La diversité française s’oppose au culte de la pureté dont se réclament certaines communautés religieuses. Il faut être capable de penser contre soi-même – ce qui n’est pas si facile ; la morale naît de la rencontre d’autrui ; regarder l’AUTRE comme autre (Cf. Lévinas).

À la LICRA, laïcité et combat anti raciste, nous n’oublions pas que l’antisémitisme qui va jusqu’aux assassinats d’enfants voisine avec le racisme ordinaire que subissent quotidiennement celles et ceux qui peuvent être physiquement identifiés comme maghrébins ou africains : il est plus difficile pour eux de trouver du travail ou de louer un appartement par exemple.

C’est dire que face à ces réalités le combat de la LICRA est essentiel et qu’il exige son renforcement par de nouveaux adhérents.

A N N E X E

La commission Stasi fut créée en 2003 en plein débat sur le port du voile à l’école.
C’est une commission de réflexion « sur l’application du principe de laïcité dans la République ». Il en a confié la présidence à Bernard Stasi, alors Médiateur de la République 1. La commission est composée de vingt membres de divers horizons. Pendant près de trois mois, elle auditionne quelque 140 personnes représentant la société civile, les partis politiques et les instances religieuses du pays, dont une centaine en séance publique. Le rapport, expose deux principes majeurs : la neutralité de l’État, qui impose à la République d’assurer « l’égalité devant la loi de tous les citoyens sans distinction d’origine, de race ou de religion », et la liberté de conscience avec notamment sa déclinaison en liberté de culte. Elle relève que des tensions peuvent apparaître entre ces deux pôles ; les cadres de ces tensions sont principalement l’armée, la prison, l’hôpital et l’école. Elle propose des nombreuses solutions.

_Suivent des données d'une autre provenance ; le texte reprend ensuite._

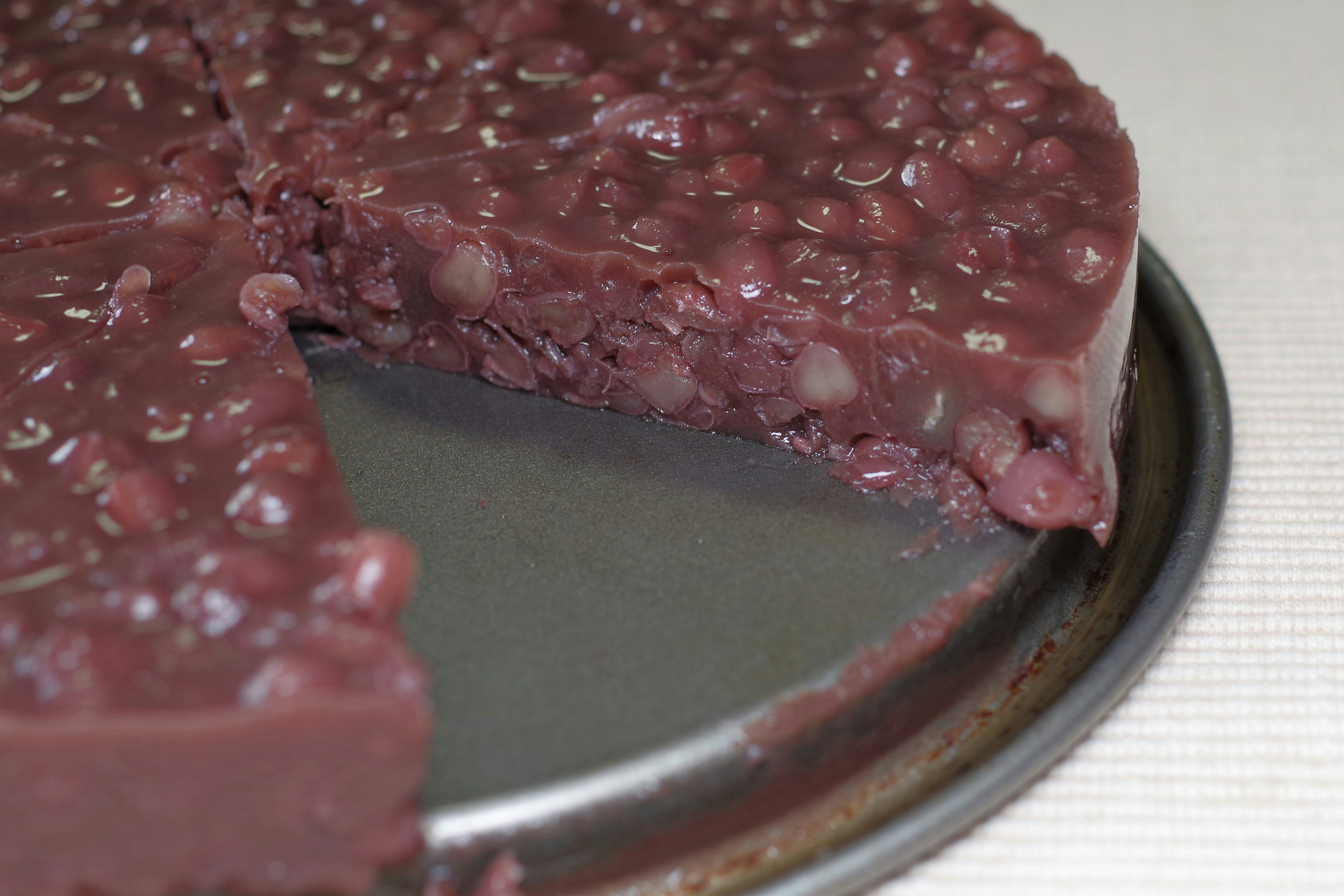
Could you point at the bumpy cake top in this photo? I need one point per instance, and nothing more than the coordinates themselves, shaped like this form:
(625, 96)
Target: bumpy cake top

L’Observatoire de la laïcité fut créé en 2007 par le Président de la République Jacques Chirac. Il assiste le gouvernement dans son action visant au respect du principe de laïcité en France. Il réunit les données, produit et fait produire les analyses, études et recherches permettant d’éclairer les pouvoirs publics sur la laïcité ; il est composé de 23 membres, présidé par Jean-Louis Bianco (PS). Au titre du Parlement, sont membres de l’Observatoire de la laïcité deux sénateurs et deux députés, à parité de la majorité et de l’opposition26 :Hugues Portelli, sénateur (LR) du Val d’Oise : Françoise Laborde, sénatrice (PRG) de la Haute-Garonne : Nicole Dubré-Chirat, députée (LREM) de Maine-et-Loire ; Claude Goasguen, député (LR) de Paris.

Plusieurs documents sont disponibles : https://www.gouvernement.fr/documents-de-l-observatoire-de-la-laicite
L’observatoire de la laïcité, en particulier son président Jean-Louis Bianco, a été plusieurs fois critiqué pour ses positions qualifiées d’ « angéliques ». Récemment, le rapport remis par le préfet Gilles Clavreul sur la laïcité considère que nous vivons une période politiquement mouvementée et se démarque nettement des analyses plus juridiques de l’Observatoire.